The Three-Legged Retirement Stool

 In Planning Insights

The metaphor of thinking about retirement as a three-legged stool was very popular with the post WW II generation. Each leg of the stool represented a component to funding retirement and it was necessary to have all three components to have a successful retirement. The thinking was that if even one of the components was weak or missing, the retiree would fall off the stool and have a much lower chance at a successful retirement.

The three legs of the stool are social security, pensions and personal savings.

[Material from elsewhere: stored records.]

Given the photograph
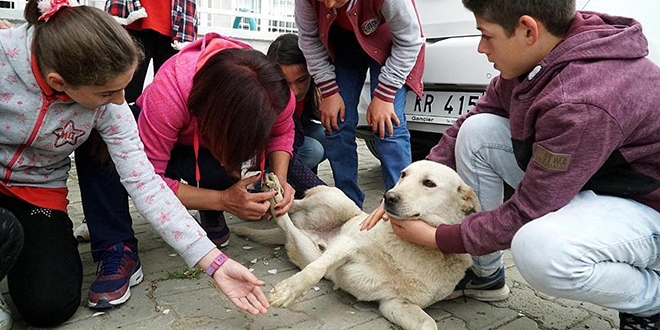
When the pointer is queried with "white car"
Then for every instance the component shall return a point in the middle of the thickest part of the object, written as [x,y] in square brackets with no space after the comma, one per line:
[456,75]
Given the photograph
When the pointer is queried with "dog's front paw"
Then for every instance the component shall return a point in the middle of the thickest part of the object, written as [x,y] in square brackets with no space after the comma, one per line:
[286,292]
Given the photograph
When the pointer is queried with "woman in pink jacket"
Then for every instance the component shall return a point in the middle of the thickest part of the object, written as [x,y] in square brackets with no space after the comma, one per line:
[211,109]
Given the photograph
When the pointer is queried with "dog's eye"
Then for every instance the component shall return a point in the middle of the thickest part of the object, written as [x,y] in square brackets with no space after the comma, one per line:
[429,183]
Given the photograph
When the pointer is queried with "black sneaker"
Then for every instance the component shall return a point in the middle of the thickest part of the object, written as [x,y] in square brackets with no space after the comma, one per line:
[487,288]
[632,322]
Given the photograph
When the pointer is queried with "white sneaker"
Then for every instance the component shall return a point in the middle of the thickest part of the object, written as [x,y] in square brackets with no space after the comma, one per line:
[5,315]
[82,232]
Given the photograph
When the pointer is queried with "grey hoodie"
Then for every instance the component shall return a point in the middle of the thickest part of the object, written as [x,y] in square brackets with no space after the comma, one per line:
[41,129]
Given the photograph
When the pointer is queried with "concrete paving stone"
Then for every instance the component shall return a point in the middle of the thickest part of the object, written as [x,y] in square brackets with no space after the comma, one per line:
[477,314]
[452,323]
[522,323]
[376,324]
[547,313]
[596,322]
[332,314]
[195,303]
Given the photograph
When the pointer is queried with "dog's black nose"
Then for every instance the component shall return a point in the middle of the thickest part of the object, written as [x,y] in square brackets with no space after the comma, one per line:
[391,198]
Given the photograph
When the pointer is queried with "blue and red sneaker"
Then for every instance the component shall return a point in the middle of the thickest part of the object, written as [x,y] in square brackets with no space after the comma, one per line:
[119,269]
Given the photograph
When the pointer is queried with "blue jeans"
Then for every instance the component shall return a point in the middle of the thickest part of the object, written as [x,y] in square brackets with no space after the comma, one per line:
[598,249]
[351,64]
[312,151]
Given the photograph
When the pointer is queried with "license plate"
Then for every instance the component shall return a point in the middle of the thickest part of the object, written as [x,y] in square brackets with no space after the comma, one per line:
[439,107]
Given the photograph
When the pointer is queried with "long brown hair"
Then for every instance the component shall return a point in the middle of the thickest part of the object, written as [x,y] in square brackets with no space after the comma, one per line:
[236,97]
[285,51]
[83,44]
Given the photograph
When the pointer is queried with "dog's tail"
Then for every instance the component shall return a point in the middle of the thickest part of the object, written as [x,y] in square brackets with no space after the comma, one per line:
[267,236]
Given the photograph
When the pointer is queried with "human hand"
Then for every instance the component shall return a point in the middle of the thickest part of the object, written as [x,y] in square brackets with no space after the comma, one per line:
[381,117]
[332,108]
[373,218]
[415,231]
[241,287]
[285,204]
[4,24]
[245,205]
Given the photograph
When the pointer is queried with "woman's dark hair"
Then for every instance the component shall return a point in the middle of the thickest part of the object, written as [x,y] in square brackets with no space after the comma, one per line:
[285,51]
[236,97]
[83,44]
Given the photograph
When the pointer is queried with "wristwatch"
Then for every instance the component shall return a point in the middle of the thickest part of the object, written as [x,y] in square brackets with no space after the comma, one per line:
[216,263]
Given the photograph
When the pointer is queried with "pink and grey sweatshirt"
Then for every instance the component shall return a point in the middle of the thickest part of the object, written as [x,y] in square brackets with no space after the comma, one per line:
[165,119]
[41,128]
[585,118]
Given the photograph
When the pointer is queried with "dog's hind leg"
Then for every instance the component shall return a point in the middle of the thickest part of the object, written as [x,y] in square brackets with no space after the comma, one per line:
[268,236]
[407,315]
[287,291]
[301,249]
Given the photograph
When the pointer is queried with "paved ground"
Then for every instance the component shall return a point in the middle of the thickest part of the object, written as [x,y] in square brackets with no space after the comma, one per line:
[172,297]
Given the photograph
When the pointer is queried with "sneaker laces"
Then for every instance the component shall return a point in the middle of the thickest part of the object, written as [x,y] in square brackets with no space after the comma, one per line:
[110,263]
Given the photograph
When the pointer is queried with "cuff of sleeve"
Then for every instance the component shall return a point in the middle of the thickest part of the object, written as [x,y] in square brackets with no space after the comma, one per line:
[385,92]
[449,239]
[328,88]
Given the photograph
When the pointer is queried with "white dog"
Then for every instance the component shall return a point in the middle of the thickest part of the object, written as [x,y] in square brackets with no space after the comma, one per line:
[323,238]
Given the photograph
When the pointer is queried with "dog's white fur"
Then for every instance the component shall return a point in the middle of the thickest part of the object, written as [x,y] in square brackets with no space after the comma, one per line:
[323,238]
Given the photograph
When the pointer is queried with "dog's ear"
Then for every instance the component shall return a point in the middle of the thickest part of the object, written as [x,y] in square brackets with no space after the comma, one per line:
[470,202]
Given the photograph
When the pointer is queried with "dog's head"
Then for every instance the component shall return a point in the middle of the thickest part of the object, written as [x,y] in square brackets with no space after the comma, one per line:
[431,192]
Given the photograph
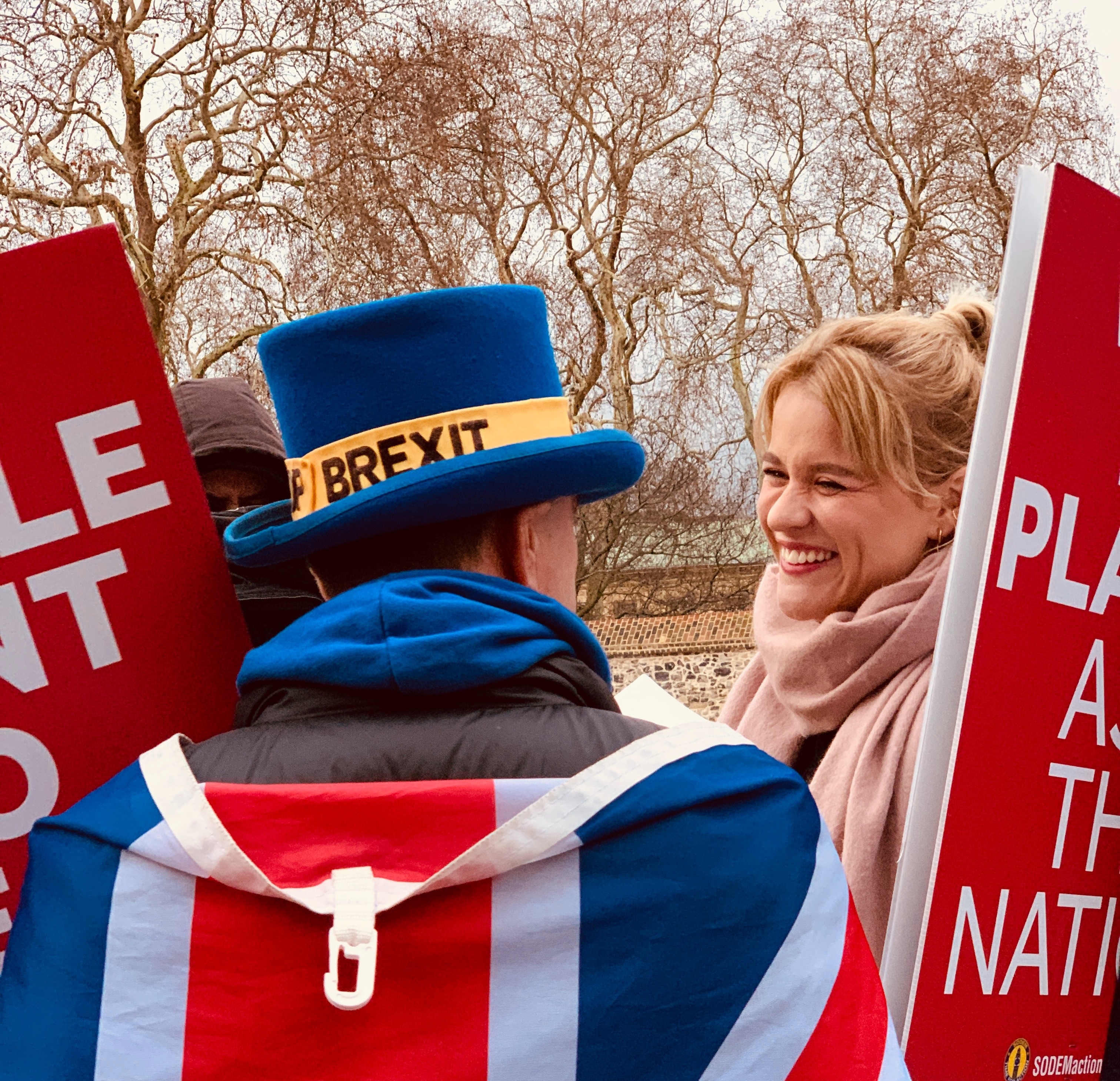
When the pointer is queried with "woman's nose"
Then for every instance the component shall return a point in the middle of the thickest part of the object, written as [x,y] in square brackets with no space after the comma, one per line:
[790,511]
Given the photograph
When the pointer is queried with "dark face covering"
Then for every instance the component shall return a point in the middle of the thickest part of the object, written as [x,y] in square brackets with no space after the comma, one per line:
[270,597]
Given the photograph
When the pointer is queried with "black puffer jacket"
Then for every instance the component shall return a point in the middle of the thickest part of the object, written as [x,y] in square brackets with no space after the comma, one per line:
[551,721]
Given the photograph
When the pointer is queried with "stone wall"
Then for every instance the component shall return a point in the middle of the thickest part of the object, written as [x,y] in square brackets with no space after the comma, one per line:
[700,680]
[696,658]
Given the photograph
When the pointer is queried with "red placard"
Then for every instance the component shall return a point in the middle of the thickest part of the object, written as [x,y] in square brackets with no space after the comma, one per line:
[1020,947]
[118,621]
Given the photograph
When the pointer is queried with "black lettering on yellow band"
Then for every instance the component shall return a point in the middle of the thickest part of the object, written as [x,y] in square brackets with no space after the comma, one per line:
[351,465]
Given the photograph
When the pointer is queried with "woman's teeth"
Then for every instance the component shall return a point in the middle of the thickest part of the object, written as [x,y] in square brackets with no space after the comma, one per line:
[801,556]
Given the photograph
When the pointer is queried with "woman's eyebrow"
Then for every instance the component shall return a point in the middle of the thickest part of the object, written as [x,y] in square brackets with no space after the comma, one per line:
[833,467]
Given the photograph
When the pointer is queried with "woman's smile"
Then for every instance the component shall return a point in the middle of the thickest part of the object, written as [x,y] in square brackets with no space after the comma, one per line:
[803,559]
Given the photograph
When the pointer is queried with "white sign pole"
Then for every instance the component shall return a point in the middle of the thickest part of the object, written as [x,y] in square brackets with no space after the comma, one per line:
[957,632]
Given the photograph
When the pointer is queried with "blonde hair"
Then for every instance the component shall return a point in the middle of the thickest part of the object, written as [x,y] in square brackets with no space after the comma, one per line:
[903,389]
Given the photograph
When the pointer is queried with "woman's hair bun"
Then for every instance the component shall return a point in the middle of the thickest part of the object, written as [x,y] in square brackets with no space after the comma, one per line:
[971,317]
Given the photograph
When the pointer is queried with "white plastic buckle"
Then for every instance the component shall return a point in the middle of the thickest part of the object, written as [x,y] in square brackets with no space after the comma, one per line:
[353,934]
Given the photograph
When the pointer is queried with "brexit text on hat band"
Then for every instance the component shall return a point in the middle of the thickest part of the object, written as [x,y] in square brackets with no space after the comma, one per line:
[351,465]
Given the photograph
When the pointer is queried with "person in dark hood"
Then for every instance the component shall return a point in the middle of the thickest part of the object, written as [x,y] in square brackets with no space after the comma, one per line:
[241,461]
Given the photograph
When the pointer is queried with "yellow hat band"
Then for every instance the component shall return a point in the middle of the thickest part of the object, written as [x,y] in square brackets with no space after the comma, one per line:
[346,466]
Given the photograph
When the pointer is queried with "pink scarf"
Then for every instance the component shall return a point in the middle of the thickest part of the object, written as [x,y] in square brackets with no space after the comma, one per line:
[865,674]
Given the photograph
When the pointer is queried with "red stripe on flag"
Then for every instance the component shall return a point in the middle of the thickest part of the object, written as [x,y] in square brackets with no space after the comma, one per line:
[851,1033]
[256,1006]
[298,834]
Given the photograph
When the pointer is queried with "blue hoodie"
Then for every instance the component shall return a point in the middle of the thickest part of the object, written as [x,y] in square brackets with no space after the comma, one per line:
[425,632]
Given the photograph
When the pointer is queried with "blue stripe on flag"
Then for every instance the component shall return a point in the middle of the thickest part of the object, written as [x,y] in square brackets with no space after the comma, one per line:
[53,974]
[680,919]
[54,970]
[119,813]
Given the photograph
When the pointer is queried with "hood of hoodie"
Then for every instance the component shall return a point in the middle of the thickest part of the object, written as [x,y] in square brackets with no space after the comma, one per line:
[226,425]
[425,632]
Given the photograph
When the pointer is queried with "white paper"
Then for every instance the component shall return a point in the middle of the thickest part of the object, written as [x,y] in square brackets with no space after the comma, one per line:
[648,701]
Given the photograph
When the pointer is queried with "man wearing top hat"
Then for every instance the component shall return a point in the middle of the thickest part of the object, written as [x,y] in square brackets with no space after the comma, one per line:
[435,479]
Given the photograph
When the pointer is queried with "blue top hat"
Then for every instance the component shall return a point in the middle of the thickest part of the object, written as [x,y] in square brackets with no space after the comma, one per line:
[417,410]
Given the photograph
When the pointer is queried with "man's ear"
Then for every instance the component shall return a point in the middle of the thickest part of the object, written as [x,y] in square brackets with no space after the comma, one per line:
[524,551]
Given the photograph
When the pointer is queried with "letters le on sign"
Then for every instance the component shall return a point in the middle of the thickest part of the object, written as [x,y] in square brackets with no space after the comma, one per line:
[1004,940]
[118,622]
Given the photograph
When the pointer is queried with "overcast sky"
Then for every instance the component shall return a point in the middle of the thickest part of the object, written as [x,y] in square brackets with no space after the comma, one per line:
[1103,20]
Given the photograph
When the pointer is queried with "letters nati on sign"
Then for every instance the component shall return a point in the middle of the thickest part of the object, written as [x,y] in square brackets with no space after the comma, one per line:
[1089,951]
[20,660]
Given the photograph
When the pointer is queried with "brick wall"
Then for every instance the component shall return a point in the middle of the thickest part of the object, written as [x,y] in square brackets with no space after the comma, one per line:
[696,633]
[696,658]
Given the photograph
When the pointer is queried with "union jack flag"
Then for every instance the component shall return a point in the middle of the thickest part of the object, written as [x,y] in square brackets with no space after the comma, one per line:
[677,911]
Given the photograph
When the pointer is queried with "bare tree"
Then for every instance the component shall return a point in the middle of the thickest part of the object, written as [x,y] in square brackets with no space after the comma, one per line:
[177,120]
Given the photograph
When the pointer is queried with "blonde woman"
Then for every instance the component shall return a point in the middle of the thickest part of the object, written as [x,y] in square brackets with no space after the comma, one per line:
[863,435]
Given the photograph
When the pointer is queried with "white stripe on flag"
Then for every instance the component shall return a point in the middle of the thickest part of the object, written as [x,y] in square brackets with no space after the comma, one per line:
[777,1023]
[534,958]
[161,846]
[144,1001]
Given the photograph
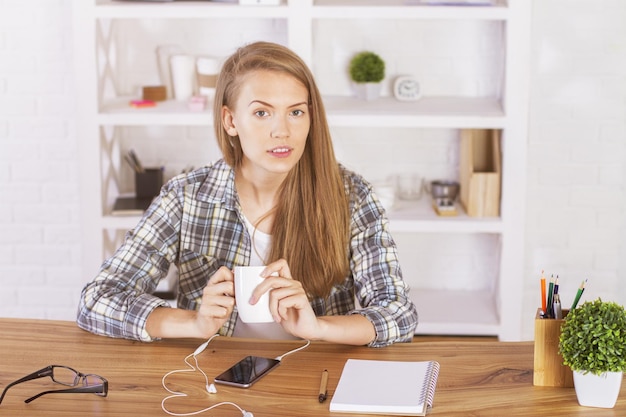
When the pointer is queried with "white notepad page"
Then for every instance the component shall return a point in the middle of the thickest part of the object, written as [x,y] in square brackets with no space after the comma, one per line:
[386,387]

Social Security should never be thought of as something that will completely support an individual in retirement. It was not created to do so. It was created only to help supplement retirees’ income. Benefits are calculated based on wage history and number of years of employment. If you did not work outside the home, but were married for ten years or longer then you could qualify for a spousal benefit. In the days of “file and suspend,” there were several different claiming strategies that could be analyzed to maximize benefits. Many of those strategies are no longer available and no one knows what the future will hold for social security. In 1945, there were 42 workers to support every beneficiary. By 2030, there will be only 2 workers to support each beneficiary. Certainly younger workers will wait longer before collecting benefits and will probably be collecting less. With a projected decrease in social security benefits, more weight is shifted to the other two legs of the stool.

At one time, pensions were the norm and represented another source of income for a large percentage of retirees. In 1983, 60% of employees of Fortune 500 companies were covered by pension plans. Today, fewer than 12% of new employees are offered any type of defined benefit pension plan. Companies realized that they could shift the burden of the uncertainty of the future to employees and also completely sever their relationship with retiring employees if they switched from defined benefit plans to defined contribution plans. In these plans, employees save for retirement with their own pretax dollars. With pensions becoming mostly a thing of the past, even more weight has been shifted to savings, the third leg of the stool.

Personal savings will now represent the most significant leg of the stool for retirees. These savings include saving in company sponsored plans such as 401(k) or 403(b) plans. Since these plans are being funded with participants’ money rather than the company’s, they fall under personal savings rather than the pension leg. However, many people falsely believe that if they maximize their 401(k) contributions, they will have enough for retirement when combined with what little they will get from social security. If they do not take the time to map out a realistic expectation of retirement, they will be very disappointed. A well thought out and properly maintained financial plan will help savers understand that it takes more than maxing out a 401(k) to have a successful retirement. We recommend:

  • Always max out any company retirement plans as this is funded with pretax dollars and employers will often offer a match (free money!) up to 6%.
  • If you are eligible to fund other retirement vehicles, such as a Roth IRA, take advantage of that as the savings in the Roth IRA are post-tax that will grow tax free and have no required minimum distribution(RMD.)
  • Whenever you get a raise, pay yourself first in the form of forced savings. These funds will be used to set up an emergency fund first, and will then build the basis for taxable investment accounts.
  • Build a model to understand retirement savings needs and update that model frequently. Life happens with mortgages, children, emergencies, etc., and it is very easy to forget the goal of retirement. A plan will help prioritize needs over wants or wishes, and help lessen impulse spending. It will also help you understand when the best time will be to claim social security in order to maximize your benefits.
  • Do not rely on the equity in your home for retirement. Many people believe that they will downsize and put some equity into their portfolios for retirement only to find that many of the downsized properties are more expensive than they believed and actually price themselves out of markets. Home equity should be saved for absolute emergencies or moving to the next phase of their life.

Given that two of the three legs of the “retirement stool” are diminishing, it is important to think of ways to help prop up the stool. Part time employment in retirement is becoming more and more popular. Many retirees find the shift to full retirement difficult, and part time work can be rewarding and helps supplement other income streams. Annuities do provide guaranteed income, but very few people understand the full cost of that guaranteed income. Work with a professional who will help your money grow for your future and help keep your retirement on track.

To shore up the retirement stool, have a plan in place and update it at least every 18 months to ensure that when you rely on that stool for retirement, none of the legs collapse beneath you.